Background: People who use drugs and experience homelessness are targets of public discourse about urban decay and significantly vulnerable to overdose mortality.
Objectives: We explored responses to overdose and housing crises from the perspectives of diverse stakeholders, media reports, and policy documents.
Methods: POLY HOME employs longitudinal ethnographic and qualitative methods to examine the
contexts of fentanyl-stimulant polysubstance use among people experiencing homelessness (PEH) and patterns and overdose vulnerability among PEH in San Francisco and New York, US. We conducted qualitative interviews with representatives (n=50) from local and national stakeholder groups, including substance use and housing services and drug user-led organizations, and reviewed local media reports and policy documents. Data were coded and analyzed using a modified grounded theory approach.

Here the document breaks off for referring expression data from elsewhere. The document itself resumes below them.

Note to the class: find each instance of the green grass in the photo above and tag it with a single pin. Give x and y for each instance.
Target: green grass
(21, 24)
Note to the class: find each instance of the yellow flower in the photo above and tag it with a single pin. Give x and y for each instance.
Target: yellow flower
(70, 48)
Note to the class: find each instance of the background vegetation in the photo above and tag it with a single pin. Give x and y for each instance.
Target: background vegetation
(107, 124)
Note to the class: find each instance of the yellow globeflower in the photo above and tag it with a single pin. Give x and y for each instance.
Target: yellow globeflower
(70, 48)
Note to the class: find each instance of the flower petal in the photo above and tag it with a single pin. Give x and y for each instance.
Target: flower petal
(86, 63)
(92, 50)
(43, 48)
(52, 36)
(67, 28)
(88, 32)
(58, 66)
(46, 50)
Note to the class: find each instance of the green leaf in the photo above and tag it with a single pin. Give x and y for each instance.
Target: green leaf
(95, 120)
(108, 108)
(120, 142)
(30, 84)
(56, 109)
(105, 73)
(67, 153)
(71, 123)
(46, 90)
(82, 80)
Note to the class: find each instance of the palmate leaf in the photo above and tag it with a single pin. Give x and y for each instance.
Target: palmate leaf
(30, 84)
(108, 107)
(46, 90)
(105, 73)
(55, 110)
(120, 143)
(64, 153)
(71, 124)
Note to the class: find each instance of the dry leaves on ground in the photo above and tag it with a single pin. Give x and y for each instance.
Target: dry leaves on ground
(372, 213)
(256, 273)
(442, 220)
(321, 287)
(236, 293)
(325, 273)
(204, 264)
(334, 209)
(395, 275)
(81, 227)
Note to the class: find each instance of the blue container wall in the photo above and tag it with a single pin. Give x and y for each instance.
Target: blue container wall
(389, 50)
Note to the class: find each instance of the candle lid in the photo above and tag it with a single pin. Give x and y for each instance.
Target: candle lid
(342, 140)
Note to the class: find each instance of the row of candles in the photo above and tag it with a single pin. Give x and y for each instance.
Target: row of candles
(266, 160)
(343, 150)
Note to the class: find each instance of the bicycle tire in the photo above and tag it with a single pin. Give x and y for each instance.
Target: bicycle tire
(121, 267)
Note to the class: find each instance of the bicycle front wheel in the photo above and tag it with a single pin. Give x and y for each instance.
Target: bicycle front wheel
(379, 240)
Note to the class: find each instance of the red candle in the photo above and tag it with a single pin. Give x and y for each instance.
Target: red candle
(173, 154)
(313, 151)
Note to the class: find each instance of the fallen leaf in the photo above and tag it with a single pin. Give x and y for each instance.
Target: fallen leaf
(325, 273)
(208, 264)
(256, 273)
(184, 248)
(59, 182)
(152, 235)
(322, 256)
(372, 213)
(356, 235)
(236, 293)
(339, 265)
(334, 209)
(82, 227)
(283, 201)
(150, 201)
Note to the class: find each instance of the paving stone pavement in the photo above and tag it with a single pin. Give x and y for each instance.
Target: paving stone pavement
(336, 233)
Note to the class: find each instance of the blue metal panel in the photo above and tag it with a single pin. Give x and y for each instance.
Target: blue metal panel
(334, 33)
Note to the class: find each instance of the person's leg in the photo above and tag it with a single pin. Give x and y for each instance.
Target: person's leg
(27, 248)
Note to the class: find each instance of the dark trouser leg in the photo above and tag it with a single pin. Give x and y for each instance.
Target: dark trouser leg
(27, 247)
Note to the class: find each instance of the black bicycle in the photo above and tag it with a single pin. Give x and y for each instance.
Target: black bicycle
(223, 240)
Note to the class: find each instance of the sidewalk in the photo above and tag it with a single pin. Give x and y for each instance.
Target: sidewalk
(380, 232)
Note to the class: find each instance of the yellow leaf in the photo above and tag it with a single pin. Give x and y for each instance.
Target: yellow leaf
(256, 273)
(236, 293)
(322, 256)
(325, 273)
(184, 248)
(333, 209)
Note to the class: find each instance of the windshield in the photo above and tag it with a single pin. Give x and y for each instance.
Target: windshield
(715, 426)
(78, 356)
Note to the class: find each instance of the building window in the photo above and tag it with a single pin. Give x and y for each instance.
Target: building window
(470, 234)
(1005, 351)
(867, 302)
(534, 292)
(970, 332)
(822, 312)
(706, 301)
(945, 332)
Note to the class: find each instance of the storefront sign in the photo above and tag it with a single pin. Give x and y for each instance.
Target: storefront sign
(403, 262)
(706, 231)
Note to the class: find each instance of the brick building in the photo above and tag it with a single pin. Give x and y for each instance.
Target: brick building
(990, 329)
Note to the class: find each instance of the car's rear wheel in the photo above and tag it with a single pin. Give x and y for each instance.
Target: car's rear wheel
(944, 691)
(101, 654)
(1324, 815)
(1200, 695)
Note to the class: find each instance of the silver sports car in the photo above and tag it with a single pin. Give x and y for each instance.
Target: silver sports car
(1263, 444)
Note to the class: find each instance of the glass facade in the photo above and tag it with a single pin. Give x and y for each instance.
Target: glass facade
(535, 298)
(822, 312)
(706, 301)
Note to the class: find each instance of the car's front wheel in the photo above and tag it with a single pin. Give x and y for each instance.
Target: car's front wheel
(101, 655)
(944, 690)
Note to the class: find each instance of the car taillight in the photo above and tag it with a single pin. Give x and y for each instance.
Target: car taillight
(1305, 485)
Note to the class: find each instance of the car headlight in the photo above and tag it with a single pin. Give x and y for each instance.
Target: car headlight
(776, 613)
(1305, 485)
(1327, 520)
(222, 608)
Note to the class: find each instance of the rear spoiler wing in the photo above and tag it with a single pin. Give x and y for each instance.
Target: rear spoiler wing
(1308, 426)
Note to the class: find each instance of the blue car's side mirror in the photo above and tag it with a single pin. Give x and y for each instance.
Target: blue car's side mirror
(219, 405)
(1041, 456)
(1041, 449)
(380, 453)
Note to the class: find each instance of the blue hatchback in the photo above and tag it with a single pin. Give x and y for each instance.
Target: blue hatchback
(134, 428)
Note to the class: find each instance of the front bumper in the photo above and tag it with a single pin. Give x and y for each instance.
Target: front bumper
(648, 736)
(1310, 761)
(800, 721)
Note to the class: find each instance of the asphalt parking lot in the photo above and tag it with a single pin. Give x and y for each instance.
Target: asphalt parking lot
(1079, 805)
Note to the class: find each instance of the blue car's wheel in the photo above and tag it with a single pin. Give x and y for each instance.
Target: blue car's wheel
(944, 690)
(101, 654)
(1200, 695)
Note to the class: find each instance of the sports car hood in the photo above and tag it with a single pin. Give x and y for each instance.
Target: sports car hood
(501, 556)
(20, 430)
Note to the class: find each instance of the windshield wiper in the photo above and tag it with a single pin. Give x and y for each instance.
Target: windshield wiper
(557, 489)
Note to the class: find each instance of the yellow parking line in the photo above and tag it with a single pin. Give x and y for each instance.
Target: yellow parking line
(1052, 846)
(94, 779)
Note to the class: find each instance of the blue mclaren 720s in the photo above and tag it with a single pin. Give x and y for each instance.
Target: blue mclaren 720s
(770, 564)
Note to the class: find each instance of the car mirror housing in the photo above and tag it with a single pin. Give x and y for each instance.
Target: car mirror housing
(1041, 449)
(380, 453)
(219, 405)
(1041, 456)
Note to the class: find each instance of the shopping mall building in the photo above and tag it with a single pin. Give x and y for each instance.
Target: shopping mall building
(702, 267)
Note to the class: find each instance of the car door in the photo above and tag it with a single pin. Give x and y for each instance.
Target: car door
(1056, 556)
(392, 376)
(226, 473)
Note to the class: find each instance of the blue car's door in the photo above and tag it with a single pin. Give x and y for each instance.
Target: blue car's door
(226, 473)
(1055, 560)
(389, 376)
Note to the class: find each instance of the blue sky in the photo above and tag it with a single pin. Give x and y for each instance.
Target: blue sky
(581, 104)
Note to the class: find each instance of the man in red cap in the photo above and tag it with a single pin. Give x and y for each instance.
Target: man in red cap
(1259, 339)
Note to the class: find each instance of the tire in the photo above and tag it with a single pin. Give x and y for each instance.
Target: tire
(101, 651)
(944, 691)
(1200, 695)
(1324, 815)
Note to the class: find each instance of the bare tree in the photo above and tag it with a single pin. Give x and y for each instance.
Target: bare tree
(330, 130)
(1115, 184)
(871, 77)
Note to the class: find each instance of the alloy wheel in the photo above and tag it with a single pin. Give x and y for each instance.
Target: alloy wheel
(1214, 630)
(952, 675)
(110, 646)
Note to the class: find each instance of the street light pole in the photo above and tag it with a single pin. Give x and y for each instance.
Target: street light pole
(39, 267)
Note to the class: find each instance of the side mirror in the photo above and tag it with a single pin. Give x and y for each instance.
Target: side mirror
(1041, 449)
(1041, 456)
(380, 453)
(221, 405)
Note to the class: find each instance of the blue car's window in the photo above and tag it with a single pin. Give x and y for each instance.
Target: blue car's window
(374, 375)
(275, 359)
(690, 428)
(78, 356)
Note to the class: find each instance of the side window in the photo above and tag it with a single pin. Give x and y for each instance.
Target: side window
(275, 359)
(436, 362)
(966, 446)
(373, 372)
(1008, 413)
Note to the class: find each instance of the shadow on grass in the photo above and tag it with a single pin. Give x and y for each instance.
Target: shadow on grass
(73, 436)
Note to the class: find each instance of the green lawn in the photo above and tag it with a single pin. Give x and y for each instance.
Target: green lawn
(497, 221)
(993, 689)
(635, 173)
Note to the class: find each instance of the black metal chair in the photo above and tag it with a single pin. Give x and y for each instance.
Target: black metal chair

Results: Stakeholders emphasized the need to document how the proliferation of fentanyl and new adulterants (e.g., xylazine) and rising fentanyl-stimulant polysubstance use shape overdose vulnerability as PEH navigate ongoing housing crises. While local media reports consistently framed fentanyl as “unprecedented” and “exceptionally dangerous”, stakeholders contested such framings by focusing attention on structural factors that exacerbate overdose vulnerability (e.g., poverty, housing vulnerability, access to evidence-based substance use treatment and harm reduction services). Stakeholders expressed concern that ‘fentanyl exceptionalism’ was driving policy responses unsupported by evidence, such as criminalization (e.g., street sweeps, arrests) and mandated substance use treatment.
Implications: ‘Fentanyl exceptionalism’ intersects with homelessness to potentially drive punitive approaches to substance use and urgent attention toward underlying structural dynamics driving overdose vulnerability is needed.